Le Cap, la « cité-mère »

Publié le 25 février 2008 Lecture : 3 minutes.

Elle domine la ville et surplombe l’océan. Majestueuse, la Table Mountain (la « Montagne de la Table ») a stoppé net les colons hollandais au XVIe siècle dans leur course vers les Indes. Les Boers sont venus s’y réfugier, bousculés par l’océan en furie du cap de Bonne-Espérance, et y ont fondé « la cité-mère », Le Cap.
La montagne, qui doit son nom à son sommet en plateau, a vu la cité portuaire se transformer en mégapole de trois millions d’habitants. À ses pieds, les hommes se sont déchirés, exclus, ils se sont haïs puis réconciliés. Pour une question de couleur. Le pays en noir et blanc s’est transformé en nation arc-en-ciel. La montagne est restée digne. Il semble que la bêtise humaine ait glissé sur elle comme la brume dégouline lentement sur ses flancs chaque matin.
Devant elle, les quartiers de Sea Point et de Camps Bay étalent ostensiblement leurs richesses.

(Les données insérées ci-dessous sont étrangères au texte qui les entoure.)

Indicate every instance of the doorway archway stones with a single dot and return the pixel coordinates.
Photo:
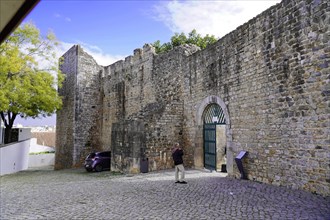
(198, 157)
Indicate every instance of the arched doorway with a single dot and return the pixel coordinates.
(214, 138)
(222, 134)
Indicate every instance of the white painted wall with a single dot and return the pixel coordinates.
(24, 134)
(36, 148)
(14, 157)
(41, 160)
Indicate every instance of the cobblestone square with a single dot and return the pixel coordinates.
(76, 194)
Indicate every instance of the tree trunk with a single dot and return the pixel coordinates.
(9, 122)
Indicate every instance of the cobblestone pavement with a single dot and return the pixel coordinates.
(76, 194)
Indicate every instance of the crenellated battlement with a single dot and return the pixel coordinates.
(263, 87)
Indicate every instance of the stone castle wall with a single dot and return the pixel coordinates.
(270, 76)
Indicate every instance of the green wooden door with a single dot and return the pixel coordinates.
(210, 156)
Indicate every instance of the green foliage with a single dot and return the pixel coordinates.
(44, 152)
(181, 39)
(29, 75)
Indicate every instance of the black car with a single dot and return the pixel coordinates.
(98, 161)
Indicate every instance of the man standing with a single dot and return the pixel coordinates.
(177, 154)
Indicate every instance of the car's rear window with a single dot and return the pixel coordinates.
(105, 154)
(91, 155)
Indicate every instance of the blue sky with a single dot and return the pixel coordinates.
(110, 30)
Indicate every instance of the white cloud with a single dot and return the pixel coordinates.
(59, 16)
(209, 17)
(100, 57)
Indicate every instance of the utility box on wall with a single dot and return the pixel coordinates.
(24, 134)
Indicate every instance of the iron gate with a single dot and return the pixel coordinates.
(213, 116)
(210, 156)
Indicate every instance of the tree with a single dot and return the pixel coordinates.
(181, 39)
(29, 76)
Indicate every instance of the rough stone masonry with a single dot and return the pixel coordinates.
(269, 78)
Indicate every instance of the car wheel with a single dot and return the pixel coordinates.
(98, 168)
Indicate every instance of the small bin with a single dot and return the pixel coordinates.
(144, 165)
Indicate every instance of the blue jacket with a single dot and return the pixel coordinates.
(177, 156)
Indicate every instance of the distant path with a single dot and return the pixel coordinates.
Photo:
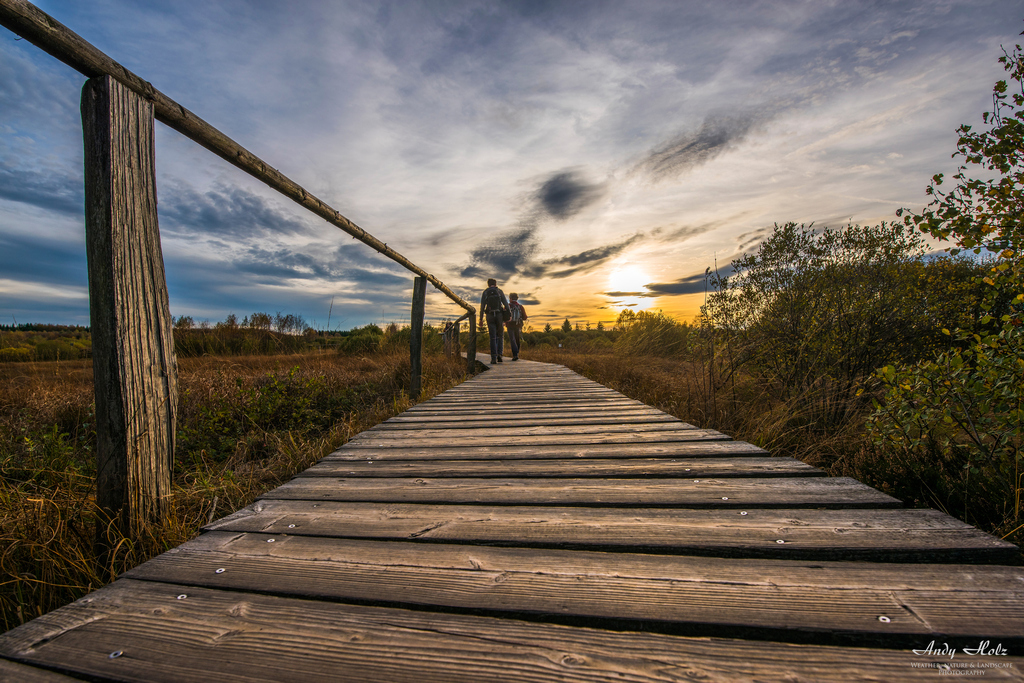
(532, 525)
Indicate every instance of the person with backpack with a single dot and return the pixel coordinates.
(495, 307)
(515, 324)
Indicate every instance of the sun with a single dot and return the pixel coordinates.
(627, 285)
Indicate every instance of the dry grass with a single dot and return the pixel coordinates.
(738, 407)
(279, 415)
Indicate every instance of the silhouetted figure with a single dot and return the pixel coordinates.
(495, 306)
(515, 324)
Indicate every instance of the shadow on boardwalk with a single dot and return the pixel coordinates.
(531, 524)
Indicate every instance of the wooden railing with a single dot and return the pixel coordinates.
(133, 350)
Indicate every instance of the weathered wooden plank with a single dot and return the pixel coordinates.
(237, 638)
(550, 413)
(528, 402)
(823, 602)
(590, 467)
(520, 420)
(416, 337)
(11, 672)
(466, 434)
(713, 445)
(132, 346)
(539, 408)
(739, 494)
(891, 536)
(684, 432)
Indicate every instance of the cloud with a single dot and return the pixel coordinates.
(565, 266)
(689, 285)
(224, 211)
(52, 190)
(503, 255)
(566, 194)
(716, 135)
(59, 262)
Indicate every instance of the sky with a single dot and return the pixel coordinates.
(591, 156)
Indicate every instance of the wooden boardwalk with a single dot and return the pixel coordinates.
(532, 525)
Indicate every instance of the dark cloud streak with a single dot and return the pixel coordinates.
(565, 266)
(716, 135)
(566, 194)
(224, 211)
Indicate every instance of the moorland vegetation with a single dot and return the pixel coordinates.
(852, 348)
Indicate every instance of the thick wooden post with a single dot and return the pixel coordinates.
(471, 345)
(416, 337)
(132, 347)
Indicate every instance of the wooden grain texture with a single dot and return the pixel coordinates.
(416, 337)
(237, 638)
(11, 672)
(713, 493)
(891, 536)
(824, 602)
(590, 467)
(467, 435)
(713, 444)
(682, 432)
(511, 420)
(132, 344)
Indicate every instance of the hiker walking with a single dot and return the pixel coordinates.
(515, 324)
(495, 306)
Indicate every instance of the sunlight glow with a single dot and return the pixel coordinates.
(626, 287)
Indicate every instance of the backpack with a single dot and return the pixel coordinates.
(493, 299)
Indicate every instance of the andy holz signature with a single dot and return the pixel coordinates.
(984, 648)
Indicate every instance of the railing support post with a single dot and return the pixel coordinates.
(471, 345)
(416, 337)
(132, 345)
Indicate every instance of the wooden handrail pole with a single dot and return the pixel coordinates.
(132, 344)
(46, 33)
(416, 338)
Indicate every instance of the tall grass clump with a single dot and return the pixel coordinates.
(246, 424)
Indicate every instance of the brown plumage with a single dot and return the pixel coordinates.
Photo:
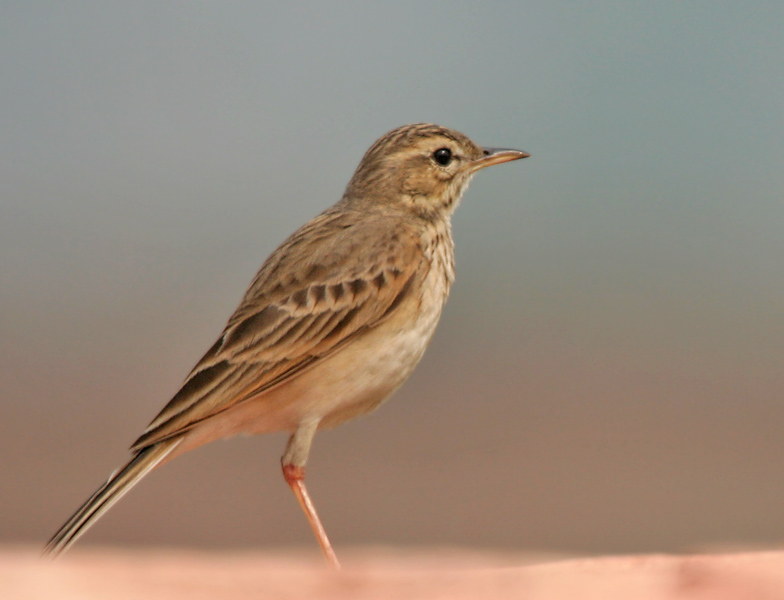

Eldorado pour les touristes européens venus respirer le luxe à moindre coût. Repaire de la jet-set sud-africaine, qui sirote des cocktails au son de l’électro. Les palmiers se succèdent. Les plages se déroulent à perte de vue. Les surfeurs pataugent et les joggeurs battent le macadam. Leur regard est tourné vers l’horizon, en direction de Robben Island. L’île au large du Cap où Nelson Mandela a été emprisonné dix-neuf ans de sa vie est noyée dans l’écume des vagues.
Derrière les plages, les tours vitrées du Central Building District (CBD) rivalisent de hauteur, empiétant avec négligence sur les flancs de la montagne. À peine le soleil se cache-t-il derrière la Table Mountain que les bureaux se vident et les porteurs d’attachés-cases se ruent en grappes dans leur voiture fermée à double tour. Les minibus ralentissent leur va-et-vient incessant et bientôt le crépuscule étouffe le cri des klaxons. Si Le Cap n’est pas la ville la plus dangereuse de l’Afrique du Sud, la peur y est omniprésente. Après 18 heures, les avenues du CBD deviennent un labyrinthe sombre et inquiétant. Les hommes d’affaires sont partis rejoindre leur banlieue aseptisée.
Plumstead, Newlands, Groot Constantia, les quartiers blancs se suivent et se ressemblent. Les mêmes barreaux aux fenêtres, les mêmes alarmes, les mêmes tessons de bouteille sur les murs et fils électriques aux portails. On sort rarement de son cocon de verdure luxuriante, sauf pour aller au centre commercial.

À chacun son ghetto
Au-delà des maisons avec piscine, juste derrière le golf et l’aéroport, les townships s’étalent à perte de vue. On dit que ces ghettos sont les cicatrices de l’apartheid. Ils sont en tout cas le témoignage d’inégalités tenaces. En 1966, le centre-ville avait été déclaré « zone blanche », et 100 000 personnes ont été expropriées selon les codes raciaux : Indiens, juifs, anciens esclaves d’Asie du Sud-Est, métis, Noirs. À chacun son ghetto.
Éventré par l’autoroute, écartelé entre les voies de chemin de fer et une rivière nauséabonde, Khayelitsha est le plus grand township de la péninsule. Deux routes le traversent, le reste n’est qu’un dédale de ruelles boueuses. Les maisonnettes en tôle, recouvertes par des bâches de couleur, s’étendent sur plus de trente kilomètres. Officiellement, il y aurait 330 000 habitants mais, avec l’exode rural accéléré, ils dépassent largement le million. Drogue, sida, analphabétisme, chômage, on est bien loin ici des plages dorées de la côte. Et pourtant si près. Dans les bars, où l’alcool coule à flots, des pancartes rappellent que les armes à feu sont interdites et l’on commande ses bières à travers le grillage bosselé. Le week-end, on sort les sonos et les barbecues, les voitures cylindrées et les filles. Et à l’horizon, la silhouette de la montagne découpe le ciel bleu de son contour acéré.